En épocas más primitivas él habría sido uno más entre la multitud de hombres cuyas almas apartó la austeridad, de una manera mucho más completa que la locura, de toda esperanza y recuerdo, de todo deseo y pesar, a fin de que pudieran revelar los cortejos de símbolos ante los cuales se inclinan los hombres delante de los altares, y cuyos favores requieren quemando incienso y haciéndoles ofrendas. Pero, siendo de nuestro tiempo, ha sido, al igual que Maeterlinck, al igual que Villiers de l’Isle Adam en Axel, al igual de todos cuantos se preocupan en nuestro tiempo de los símbolos intelectuales, un prefigurador del nuevo libro sagrado con el que están pidiendo soñar todas las artes, según ha dicho alguien. ¿Cómo podrán las artes sobreponerse a la muerte lenta de los corazones de los hombres que llamamos progreso del mundo, y cómo podrían poner de nuevo sus manos en las cuerdas de los corazones humanos, sin convertirse como antaño en el ropaje de las religiones?
V
Si los hombres aceptasen la teoría de que la poesía nos emociona debido a su simbolismo, ¿qué cambios cabría esperar en los modos de la nuestra? Un retorno al modo de nuestros padres, el rechazo de las descripciones de la Naturaleza por el interés de la misma, el prescindir de todo lo anecdótico y de ese preocuparse de la opinión científica que con tanta frecuencia ahogó la llama central en Tennyson, y de la vehemencia que pretendería hacernos hacer o no hacer determinadas cosas; en otras palabras, vendríamos a comprender que la piedra de berilo fue hechizada por nuestros padres para que ella pudiera exhibirnos los cuadros que tiene pintados dentro de su propio corazón, y no para que reflejase nuestros excitados rostros, o las ramas que se mecen fuera de la ventana. Mediante este cambio de esencia, mediante este retorno a la imaginación, mediante esta comprensión de que las leyes del mundo sólo pueden coartar a la imaginación, se produciría un cambio de estilo, y arrojaríamos de la auténtica poesía esos ritmos enérgicos, que parecen de hombre que corre, que son una invención de nuestra voluntad, que tiene siempre puestos sus ojos en algo que es preciso hacer o deshacer; y buscaríamos esos otros ritmos ondulantes, que son la encarnación de la imaginación, que ni anhela ni aborrece, porque ha acabado con el tiempo y sólo desea contemplar alguna realidad, alguna belleza; ni sería posible ya para nadie negar la importancia de la forma, en todos sus géneros, porque, si es posible exponer una opinión o describir una cosa aunque vuestras palabras no hayan sido bien elegidas, no es posible dar cuerpo a cosas que se mueven más allá de los sentidos, a menos que vuestras palabras sean sutiles, tan complejas, tan llenas de misteriosa vida, como el cuerpo de una flor o el de una mujer.
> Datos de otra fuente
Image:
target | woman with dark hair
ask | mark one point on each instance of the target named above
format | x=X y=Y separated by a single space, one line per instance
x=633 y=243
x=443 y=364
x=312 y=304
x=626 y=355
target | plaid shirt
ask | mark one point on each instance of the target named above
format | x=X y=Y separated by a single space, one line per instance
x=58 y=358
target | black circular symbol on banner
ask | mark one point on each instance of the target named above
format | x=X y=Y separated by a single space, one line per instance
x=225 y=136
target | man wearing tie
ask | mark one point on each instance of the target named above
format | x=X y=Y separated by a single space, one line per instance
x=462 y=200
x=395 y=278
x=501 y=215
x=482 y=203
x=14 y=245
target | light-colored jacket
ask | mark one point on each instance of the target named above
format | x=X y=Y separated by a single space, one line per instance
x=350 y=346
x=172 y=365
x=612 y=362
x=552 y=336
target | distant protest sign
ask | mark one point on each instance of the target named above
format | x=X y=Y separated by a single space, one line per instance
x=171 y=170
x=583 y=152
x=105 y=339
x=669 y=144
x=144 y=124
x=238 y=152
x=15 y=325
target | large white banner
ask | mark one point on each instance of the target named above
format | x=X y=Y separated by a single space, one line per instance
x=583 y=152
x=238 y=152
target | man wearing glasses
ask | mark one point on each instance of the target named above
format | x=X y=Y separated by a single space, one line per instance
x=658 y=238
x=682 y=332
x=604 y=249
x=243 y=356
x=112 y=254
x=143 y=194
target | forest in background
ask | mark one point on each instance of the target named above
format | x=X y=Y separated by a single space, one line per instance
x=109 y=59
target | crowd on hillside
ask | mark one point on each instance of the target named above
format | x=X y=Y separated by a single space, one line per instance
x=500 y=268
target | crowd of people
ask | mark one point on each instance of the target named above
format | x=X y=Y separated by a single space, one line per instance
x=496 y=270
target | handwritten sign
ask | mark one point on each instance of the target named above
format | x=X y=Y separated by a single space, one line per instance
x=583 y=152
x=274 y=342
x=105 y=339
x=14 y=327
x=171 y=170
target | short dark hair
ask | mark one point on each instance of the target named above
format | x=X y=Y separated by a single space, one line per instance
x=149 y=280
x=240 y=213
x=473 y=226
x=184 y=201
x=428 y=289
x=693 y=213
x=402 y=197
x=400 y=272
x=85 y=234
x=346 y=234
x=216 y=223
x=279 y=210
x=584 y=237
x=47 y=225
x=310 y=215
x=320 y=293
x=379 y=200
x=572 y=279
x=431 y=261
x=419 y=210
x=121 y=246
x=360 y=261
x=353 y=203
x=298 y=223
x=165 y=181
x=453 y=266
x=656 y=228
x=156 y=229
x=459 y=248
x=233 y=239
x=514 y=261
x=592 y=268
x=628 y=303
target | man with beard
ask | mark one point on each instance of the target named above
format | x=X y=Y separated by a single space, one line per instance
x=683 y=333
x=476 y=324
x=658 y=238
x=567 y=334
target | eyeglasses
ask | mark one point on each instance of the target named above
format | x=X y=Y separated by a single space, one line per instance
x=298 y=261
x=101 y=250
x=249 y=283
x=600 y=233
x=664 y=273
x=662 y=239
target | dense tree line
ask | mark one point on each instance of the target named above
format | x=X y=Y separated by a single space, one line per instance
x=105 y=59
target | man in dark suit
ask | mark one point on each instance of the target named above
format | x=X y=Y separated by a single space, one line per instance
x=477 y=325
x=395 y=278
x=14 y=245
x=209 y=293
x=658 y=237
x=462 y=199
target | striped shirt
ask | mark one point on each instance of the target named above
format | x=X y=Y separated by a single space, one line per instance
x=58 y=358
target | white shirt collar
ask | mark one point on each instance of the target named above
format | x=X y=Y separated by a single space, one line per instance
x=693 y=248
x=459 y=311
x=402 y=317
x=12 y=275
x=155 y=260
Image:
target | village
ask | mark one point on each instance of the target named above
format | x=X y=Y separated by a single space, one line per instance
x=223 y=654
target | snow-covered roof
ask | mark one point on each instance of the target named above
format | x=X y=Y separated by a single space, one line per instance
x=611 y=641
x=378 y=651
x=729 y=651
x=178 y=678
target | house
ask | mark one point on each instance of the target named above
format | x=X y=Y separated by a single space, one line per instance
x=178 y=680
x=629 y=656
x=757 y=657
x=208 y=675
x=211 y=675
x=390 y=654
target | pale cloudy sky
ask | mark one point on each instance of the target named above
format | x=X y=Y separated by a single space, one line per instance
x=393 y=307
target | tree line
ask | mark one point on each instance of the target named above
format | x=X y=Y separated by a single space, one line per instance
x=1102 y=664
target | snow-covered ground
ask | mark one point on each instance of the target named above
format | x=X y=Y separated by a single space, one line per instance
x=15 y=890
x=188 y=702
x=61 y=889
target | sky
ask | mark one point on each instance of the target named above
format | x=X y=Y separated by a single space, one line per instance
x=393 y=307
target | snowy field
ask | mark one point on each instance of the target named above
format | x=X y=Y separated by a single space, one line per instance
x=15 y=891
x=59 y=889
La forma de la poesía sincera, a diferencia de la forma de la poesía popular, puede en ocasiones ser oscura, o fuera de lo gramatical, como en algunos de nuestros mejores Cantos a la Inocencia y a la Experiencia, pero debe tener las perfecciones que escapan al análisis, las sutilezas que tienen todos los días un nuevo sentido, y debe reunir todo esto lo mismo si se trata de una breve canción compuesta en un momento de ensoñadora indolencia, que de algún gran poema épico nacido de los ensueños de un poeta y de los de un centenar de generaciones cuyas manos no se cansaron un momento de manejar la espada.